This phenomenon is a protective mechanism triggered by the injury to the periarticular muscles or joint structures that protects the muscles from increased stress after injuries [20, 25]. The activation of inhibitory interneurons reduces the efficiency of motor neuron pool recruitment, thereby decreasing muscle strength [16, 25]. The response of sensory receptors is altered, with profound effects on excitability in the primary motor cortex associated with a spinal reflex that typically produces a pattern of flexor facilitation and extensor inhibition [33, 35]. If AMI is not detected early, the hyperactivation of the hamstrings can lead to the risk of a fixed‐flexion contracture, with consequences such as altered gait and movement pattern, atrophy and chronic weakness of the quadriceps, dynamic instability, persistent knee pain, proprioceptive deficits and altered motor coordination [9, 25, 34]. In the context of the knee, AMI can be graded using the classification proposed by Sonnery Cottet et al. (Figure 1) [18, 33, 34].

Figure 1.

Figure 1

Clinical classification of arthrogenic muscle inhibition following knee injury or surgery. VMO, vastus medialis obliquus.
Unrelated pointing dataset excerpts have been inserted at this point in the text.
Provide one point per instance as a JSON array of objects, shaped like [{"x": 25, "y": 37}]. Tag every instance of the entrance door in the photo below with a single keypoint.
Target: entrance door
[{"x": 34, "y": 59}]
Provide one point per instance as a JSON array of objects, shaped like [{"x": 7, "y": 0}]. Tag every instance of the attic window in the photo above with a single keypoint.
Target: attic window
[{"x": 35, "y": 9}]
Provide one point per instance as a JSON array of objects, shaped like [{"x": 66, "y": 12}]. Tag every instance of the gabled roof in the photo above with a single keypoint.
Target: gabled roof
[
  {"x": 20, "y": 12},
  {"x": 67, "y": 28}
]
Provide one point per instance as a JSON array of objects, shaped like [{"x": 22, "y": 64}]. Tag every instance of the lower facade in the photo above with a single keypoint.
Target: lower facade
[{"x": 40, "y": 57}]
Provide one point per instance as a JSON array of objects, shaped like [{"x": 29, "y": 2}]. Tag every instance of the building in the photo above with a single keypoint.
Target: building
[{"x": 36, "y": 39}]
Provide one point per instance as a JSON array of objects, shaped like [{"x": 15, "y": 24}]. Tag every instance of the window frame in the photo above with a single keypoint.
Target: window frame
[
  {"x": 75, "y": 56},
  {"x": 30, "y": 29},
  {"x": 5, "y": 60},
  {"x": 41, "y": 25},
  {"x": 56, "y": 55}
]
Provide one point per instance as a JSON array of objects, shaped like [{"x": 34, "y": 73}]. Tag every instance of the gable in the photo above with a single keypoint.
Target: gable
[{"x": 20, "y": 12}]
The hypothesis of this study was that AMI can be observed in patients with knee osteoarthritis as well as after arthroplasty. As never described before on knee osteoarthritis and knee arthroplasties, we had several aims. First, to measure the prevalence of AMI preoperatively (AIM 1). Then, to measure the incidence of AMI at 15 days after knee arthroplasty in patients free of preoperative AMI (AIM 2 and main outcome) and to identify the associated factors for AMI 15 days after knee arthroplasty (AIM 3). Finally, we follow this cohort up to 3 months after surgery to measure the incidence of AMI (AIM 4).

MATERIALS AND METHODS

From June 2023 to July 2024, a real‐world prospective international study was conducted in three centres in Toulouse, Abu Dhabi and Andorra. In this exploratory study, the goal was to include patients with a broad range of arthroplasty‐related conditions. Patients were included if they had symptomatic knee osteoarthritis requiring unicompartmental knee arthroplasty or TKA, or implant loosening requiring revision TKA. Patients who had undergone simultaneous bilateral arthroplasty were excluded.
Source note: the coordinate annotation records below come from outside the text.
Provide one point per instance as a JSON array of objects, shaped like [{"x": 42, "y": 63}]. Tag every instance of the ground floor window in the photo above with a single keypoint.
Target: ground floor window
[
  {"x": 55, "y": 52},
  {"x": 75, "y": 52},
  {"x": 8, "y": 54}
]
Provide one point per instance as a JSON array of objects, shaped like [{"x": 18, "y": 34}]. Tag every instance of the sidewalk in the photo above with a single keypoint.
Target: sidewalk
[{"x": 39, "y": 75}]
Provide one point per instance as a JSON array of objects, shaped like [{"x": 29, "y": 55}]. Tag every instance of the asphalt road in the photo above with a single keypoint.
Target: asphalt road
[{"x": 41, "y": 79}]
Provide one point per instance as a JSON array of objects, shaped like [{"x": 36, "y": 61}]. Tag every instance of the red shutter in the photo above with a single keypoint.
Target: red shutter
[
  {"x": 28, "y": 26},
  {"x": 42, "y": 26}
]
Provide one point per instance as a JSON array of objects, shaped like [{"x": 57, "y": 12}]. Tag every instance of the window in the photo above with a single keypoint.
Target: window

Of the 341 eligible patients, 25 had undergone simultaneous bilateral arthroplasty. Of the 316 patients who were included, 41 presented features of AMI preoperatively. Thus, post‐operative incidence of AMI and factors associated with post‐operative AMI ≥ 1 were analysed on 275 patients free of pre‐operative AMI (Figure 2).

Figure 2.

Figure 2

Flow diagram of patient selection for the analyses. AMI, arthrogenic muscle inhibition.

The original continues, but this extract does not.